Ramblings on Testing and the Advances of AI Systems.

11th March 2025

Tomorrow marks my 13th anniversary at work - and it has been a great 13 years. I have been lucky enough to work on many great problems, and fascinating technologies. I am excited to see new horizons and frontiers arise in my sector, and thinking about the future is more interesting as a result. Today I am sitting at home with no functional electricity, waiting for some power upgrades to be completed, so I am mulling over the things I have learned so far in my career, and how they apply to the technologies I see growing right now.

My time has been devoted to enabling our software engineers as they work on some of the biggest challenges our industry faces; from compilation to acceleration, heterogeneous architecture to safety systems, debugging to software standards, and from graphics to AI. My role in all of this has been to ensure that we could work effectively and at pace. My primary areas of focus are Testing and Security, two disciplines that go hand in hand, and have steered me well throughout the incredible journey we took as my employer grew and evolved.

We focus on technologies related to AI and HPC, and while the challenges of HPC are fairly well understood at this point I think we are just starting to scratch the surface of “AI”, especially given the broad subject area that such a small acronym actually covers. I do not work anywhere near the frontiers of AI, my understanding of the technologies used by AI labs is sadly limited, but I look at how the technologies we do work with affect various parts of the stack and spend a lot of time thinking about how the concepts of Testing and Security affect (and are affected by) the pursuit of “AI”. As a parent to young children I also can’t help but ponder the realities of learning and how they connect.

When we look from a layperson’s perspective at the way that AI labs are training their large language models we see a straightforward and familiar concept - they take a large corpus of text, and let the system read it - connecting words, concepts, finding patterns, storing associations. Of course there is nothing straightforward about the implementation of these steps, and the work being done in that area is mind-blowing, but my attention immediately goes to the data being used. The largest models seem to be trained on huge volumes of data, glibly referred to as “The Internet”, I understand this to be a huge glut of forum posts, scanned books, social media, reference websites, and all sorts. This data seems to serve a dual purpose - both teaching the rules of communication, and also providing the information to be considered and connected together. But I wonder, would I want my young children to learn simply by giving them unfettered access to this same data source? When someone refers to “The Internet” in such broad terms you might likely expect a forthcoming rant about horrifying hives of scum and villainy, or a delightful outline of learning and community. Is this apparent duality just a reflection our own personal bias? If I could personally read all of this data would I become incredibly wise?

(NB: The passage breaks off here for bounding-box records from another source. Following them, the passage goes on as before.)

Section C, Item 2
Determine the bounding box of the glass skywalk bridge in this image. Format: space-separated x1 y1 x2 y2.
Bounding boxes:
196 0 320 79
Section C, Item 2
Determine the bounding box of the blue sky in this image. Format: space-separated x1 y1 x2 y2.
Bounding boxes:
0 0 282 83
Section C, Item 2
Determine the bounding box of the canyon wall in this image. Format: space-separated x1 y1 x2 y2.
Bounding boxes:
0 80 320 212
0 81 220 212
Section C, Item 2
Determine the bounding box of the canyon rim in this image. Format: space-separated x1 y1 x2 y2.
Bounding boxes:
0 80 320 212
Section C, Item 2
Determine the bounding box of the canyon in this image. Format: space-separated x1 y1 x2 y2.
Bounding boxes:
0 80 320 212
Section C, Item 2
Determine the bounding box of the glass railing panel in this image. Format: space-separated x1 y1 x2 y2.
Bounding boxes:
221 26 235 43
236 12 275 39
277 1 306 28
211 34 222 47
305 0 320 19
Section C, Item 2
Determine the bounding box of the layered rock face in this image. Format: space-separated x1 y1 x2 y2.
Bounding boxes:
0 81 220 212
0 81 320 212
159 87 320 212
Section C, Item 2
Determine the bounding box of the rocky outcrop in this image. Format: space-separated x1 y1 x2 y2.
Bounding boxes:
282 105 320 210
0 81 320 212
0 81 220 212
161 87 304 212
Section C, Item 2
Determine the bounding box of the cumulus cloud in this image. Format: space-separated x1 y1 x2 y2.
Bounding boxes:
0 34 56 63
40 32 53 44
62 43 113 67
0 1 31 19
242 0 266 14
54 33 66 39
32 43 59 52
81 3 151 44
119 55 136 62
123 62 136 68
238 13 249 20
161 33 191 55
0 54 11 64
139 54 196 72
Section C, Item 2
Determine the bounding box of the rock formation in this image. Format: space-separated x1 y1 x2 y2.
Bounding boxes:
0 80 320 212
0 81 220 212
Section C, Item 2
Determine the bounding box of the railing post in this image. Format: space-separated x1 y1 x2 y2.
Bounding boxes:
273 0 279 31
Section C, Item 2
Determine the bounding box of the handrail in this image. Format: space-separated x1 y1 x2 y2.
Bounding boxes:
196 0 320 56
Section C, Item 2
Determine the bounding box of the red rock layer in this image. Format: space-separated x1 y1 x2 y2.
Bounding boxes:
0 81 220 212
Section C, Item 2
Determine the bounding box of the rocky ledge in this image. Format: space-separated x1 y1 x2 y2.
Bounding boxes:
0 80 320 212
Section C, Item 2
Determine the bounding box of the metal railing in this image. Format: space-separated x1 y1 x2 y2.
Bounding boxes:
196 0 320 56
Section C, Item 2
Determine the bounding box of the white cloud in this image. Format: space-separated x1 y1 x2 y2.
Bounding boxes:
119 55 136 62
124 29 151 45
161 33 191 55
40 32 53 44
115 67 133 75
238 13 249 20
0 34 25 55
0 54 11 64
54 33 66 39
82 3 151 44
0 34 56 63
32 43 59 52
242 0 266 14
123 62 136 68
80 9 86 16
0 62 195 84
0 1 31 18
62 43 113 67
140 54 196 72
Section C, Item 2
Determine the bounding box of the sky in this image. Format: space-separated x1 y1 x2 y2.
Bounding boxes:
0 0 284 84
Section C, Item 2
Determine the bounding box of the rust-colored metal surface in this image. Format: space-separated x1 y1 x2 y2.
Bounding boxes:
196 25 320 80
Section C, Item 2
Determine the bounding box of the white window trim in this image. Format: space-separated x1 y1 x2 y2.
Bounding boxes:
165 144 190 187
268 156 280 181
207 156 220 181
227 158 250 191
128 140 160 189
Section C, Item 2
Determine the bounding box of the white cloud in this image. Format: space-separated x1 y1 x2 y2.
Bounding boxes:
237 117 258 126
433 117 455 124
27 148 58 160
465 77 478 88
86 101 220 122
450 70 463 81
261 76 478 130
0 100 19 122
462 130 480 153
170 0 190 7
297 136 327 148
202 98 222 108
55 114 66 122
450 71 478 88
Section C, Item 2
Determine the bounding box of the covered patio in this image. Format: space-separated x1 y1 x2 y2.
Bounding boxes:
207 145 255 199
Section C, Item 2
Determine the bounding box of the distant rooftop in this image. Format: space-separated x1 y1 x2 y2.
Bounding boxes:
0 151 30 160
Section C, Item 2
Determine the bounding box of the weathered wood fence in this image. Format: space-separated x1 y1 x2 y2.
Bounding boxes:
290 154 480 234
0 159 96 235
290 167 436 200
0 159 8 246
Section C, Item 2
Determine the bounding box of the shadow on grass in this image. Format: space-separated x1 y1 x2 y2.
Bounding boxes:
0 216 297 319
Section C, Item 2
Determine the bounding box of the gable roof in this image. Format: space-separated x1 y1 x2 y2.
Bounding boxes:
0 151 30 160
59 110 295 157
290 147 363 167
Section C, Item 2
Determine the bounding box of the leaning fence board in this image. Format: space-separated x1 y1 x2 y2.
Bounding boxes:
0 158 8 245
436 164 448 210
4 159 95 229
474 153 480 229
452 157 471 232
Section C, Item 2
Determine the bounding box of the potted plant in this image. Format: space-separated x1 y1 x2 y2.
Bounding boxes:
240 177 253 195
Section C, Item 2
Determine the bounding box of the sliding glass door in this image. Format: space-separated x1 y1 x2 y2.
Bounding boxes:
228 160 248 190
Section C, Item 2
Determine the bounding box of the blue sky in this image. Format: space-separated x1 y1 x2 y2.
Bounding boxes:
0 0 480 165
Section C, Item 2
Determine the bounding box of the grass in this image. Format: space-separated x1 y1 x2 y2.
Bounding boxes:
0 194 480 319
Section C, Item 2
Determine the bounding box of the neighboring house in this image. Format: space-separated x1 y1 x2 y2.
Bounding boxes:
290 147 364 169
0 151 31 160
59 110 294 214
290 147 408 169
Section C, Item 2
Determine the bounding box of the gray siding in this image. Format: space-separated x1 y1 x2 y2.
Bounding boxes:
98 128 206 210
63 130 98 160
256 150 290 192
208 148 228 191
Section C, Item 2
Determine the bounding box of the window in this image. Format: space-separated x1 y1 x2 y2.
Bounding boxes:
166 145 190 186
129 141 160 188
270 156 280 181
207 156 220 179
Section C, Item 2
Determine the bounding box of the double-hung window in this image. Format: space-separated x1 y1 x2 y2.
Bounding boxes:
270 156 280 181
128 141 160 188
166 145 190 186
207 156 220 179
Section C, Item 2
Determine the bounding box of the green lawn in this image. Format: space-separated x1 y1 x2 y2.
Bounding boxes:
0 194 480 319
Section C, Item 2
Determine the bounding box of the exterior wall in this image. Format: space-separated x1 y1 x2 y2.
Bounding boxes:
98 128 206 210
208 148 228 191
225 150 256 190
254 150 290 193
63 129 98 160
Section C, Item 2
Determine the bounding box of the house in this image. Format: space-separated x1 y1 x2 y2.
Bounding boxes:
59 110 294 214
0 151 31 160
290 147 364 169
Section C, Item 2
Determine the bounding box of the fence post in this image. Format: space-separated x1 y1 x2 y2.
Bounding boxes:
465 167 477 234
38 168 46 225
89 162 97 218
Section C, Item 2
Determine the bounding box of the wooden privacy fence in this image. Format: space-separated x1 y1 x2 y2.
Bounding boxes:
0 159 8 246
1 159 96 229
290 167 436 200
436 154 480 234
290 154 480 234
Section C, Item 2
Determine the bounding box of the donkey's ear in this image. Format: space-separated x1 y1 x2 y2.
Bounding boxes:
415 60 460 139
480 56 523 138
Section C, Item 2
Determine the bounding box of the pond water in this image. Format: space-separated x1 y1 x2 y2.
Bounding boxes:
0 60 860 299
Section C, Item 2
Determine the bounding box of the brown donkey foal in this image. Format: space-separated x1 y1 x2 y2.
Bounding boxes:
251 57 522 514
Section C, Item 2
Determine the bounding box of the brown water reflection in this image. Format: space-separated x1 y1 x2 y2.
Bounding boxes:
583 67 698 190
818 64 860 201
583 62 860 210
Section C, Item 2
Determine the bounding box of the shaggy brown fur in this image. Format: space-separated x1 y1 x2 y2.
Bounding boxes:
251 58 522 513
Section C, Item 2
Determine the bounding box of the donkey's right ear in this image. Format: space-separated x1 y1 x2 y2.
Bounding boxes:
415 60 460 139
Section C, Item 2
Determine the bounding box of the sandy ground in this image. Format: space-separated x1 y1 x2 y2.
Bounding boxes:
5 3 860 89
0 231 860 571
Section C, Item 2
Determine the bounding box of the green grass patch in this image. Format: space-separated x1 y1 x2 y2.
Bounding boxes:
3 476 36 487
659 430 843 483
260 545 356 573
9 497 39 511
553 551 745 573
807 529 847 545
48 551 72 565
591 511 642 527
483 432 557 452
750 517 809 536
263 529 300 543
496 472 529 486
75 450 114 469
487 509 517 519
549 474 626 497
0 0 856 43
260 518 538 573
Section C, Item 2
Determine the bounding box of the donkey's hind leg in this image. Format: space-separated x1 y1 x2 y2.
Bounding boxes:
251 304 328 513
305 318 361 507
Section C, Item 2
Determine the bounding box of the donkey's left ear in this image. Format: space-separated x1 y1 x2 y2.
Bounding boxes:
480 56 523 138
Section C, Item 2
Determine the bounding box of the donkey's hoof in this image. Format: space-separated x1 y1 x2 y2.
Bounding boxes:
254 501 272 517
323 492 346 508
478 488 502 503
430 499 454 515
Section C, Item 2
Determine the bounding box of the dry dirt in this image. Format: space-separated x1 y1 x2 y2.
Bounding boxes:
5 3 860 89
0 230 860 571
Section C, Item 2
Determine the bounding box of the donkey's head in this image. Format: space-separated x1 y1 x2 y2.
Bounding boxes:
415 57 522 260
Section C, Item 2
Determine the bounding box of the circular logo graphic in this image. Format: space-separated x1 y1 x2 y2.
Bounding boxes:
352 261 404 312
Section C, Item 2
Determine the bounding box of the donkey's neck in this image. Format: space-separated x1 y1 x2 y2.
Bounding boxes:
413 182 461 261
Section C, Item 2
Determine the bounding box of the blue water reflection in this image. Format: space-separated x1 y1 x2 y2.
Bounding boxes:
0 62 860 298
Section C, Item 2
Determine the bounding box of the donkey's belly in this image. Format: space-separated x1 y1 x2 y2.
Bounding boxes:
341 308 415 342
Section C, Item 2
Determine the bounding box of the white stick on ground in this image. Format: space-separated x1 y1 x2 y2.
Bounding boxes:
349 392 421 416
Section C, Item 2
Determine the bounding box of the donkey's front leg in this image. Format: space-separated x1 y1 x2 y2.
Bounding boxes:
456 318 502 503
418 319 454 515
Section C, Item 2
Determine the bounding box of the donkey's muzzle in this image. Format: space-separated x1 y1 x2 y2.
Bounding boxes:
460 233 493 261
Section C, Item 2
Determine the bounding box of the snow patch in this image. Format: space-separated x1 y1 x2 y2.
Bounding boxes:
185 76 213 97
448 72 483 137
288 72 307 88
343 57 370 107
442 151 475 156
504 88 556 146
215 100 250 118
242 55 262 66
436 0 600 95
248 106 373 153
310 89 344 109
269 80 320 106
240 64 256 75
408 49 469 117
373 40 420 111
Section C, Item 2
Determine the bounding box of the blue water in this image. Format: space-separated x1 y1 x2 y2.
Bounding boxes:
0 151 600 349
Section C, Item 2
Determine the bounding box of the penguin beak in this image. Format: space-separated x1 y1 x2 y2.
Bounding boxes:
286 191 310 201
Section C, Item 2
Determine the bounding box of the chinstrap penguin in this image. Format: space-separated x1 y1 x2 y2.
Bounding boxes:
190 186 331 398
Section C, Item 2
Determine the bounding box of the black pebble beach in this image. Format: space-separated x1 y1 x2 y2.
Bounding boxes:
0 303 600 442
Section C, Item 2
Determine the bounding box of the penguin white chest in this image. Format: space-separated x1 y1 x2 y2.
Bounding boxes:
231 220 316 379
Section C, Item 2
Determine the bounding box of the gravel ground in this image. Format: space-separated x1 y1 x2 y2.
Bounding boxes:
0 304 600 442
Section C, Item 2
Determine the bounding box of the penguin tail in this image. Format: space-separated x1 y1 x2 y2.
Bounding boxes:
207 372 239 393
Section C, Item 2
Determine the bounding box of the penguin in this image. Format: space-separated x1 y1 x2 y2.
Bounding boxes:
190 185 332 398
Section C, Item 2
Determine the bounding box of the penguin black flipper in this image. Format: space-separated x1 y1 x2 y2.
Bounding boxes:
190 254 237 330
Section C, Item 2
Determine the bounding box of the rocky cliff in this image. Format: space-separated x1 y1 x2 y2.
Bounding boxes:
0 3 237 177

I am certain that much has been researched and written about the intrinsic bias of Internet communities, perhaps related to the demographics present in certain parts of the data. Maybe the issue is well enough understood that it is handled in the training process. Still, I find myself wondering about the things that we don’t write down. Or the situations where a ”meme” is more popular than a related truth. Perhaps this could be exaggerated by the Mixture of Expert type models, which perhaps could focus on area where bias is more present. I recently discussed this with a colleague, using stereotypes as an example, wondering whether there could be more text on the Internet that reinforces (directly or indirectly) specific stereotypes than there is disproving them, or identifying them as stereotypes. I am a Scottish person, we are stereotypically portrayed as being miserly with money, or difficult to understand, or prone to wearing kilts. Are the allusions to those stereotypes easy to misunderstand as facts? That’s a very unsubtle example, but amusingly The Internet itself presented a funnier one - AI answers describing Haggis as “a small furry mammal native to Scotland” which was known for having "asymmetrical legs”. How do we intrinsically know what is “real”? How do we recognise satire? Do AI labs just remove The Onion from their training data? What is the value of the unsaid, the undocumented?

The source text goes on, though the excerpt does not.